Marmara Havzası alanı yaklaşık olarak 23 084,6 km2 civarında olup, Türkiye’nin %2.96’sını karşılamaktadır. Havza, Marmara Denizi’ne dökülen Susurluk Nehri dışındaki tüm akarsuların yağış alanlarını kapsamaktadır. Marmara Havzası’nda, nüfusun zamanla önemli bir artış seyri göstermesi ve kentleşme süreci, diğer ortam sorunlarında olduğu gibi su kalitesini de önemli ölçüde belirlemiştir. Havzada evsel kökenli atık suların su kalitesi üzerindeki belirleyicilikleri, bir taraftan nüfusun dağılışına, diğer taraftan da arıtma tesislerinin olup olmayışına bağlı gözükmektedir. Marmara Havzası’nda, gerek nüfusun gerek şehirleşmenin ve endüstrileşmenin, doğu yarıda toplanması nedeniyle başta İstanbul ve onu izleyen Kocaeli İl sınırları içerisinde, evsel ve endüstriyel kökenli atıksu miktarları da daima daha yüksek seyretmektedir. Dolayısıyla Marmara Havzası genelinde, kirlenmiş durumda olan ve kirlenme riski taşıyan yüzeysel su kaynakları açısından, öncelikle İstanbul İli sınırları içerisinde kalan su ortamları gelmekte ve bunu Kocaeli İli izlemektedir. Ayrıca Yalova İli ile Çanakkale, Tekirdağ İlleri’nin, havza içerisinde kalan kısımlarındaki akarsular da kirlenmiştir. Atıksuların diğer etki alanları ise, İstanbul’un kıyı kesimleri, İzmit Körfezi ve Gemlik Körfezi’dir.
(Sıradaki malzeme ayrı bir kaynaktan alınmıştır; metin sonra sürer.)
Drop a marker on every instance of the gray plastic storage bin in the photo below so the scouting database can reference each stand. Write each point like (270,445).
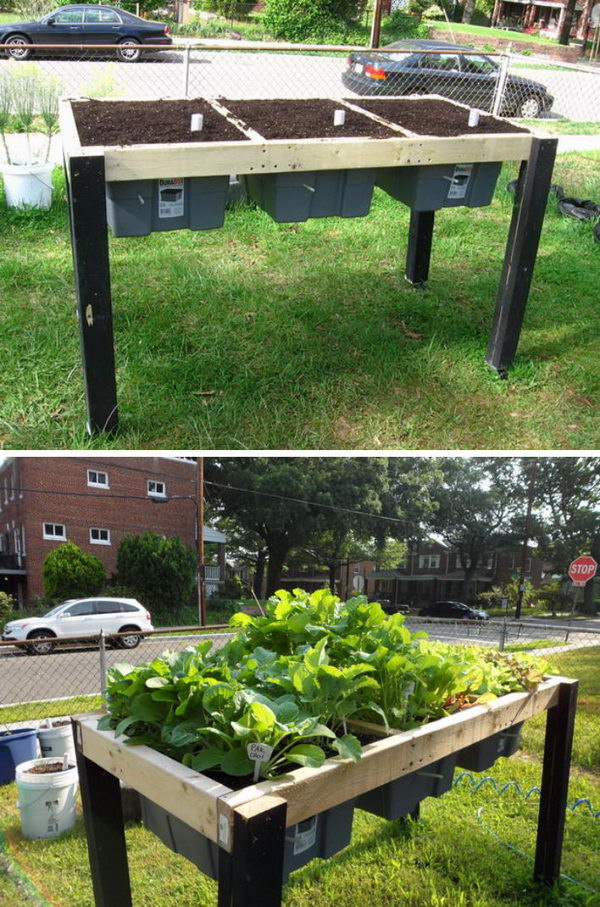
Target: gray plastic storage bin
(293,197)
(321,836)
(427,188)
(400,797)
(140,207)
(481,755)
Havzada bulunan illerden İstanbul, Kocaeli ve Bursa’da özellikle Büyükşehir Belediyesi kapsamındaki yerleşim yerlerinde arıtma hizmeti veren belediye sayısı, Türkiye ortalamasına göre yüksektir. Bu durum ise, havzanın atık su deşarj ortamlarının su kalitesinde, olumlu rol almaya başlamıştır.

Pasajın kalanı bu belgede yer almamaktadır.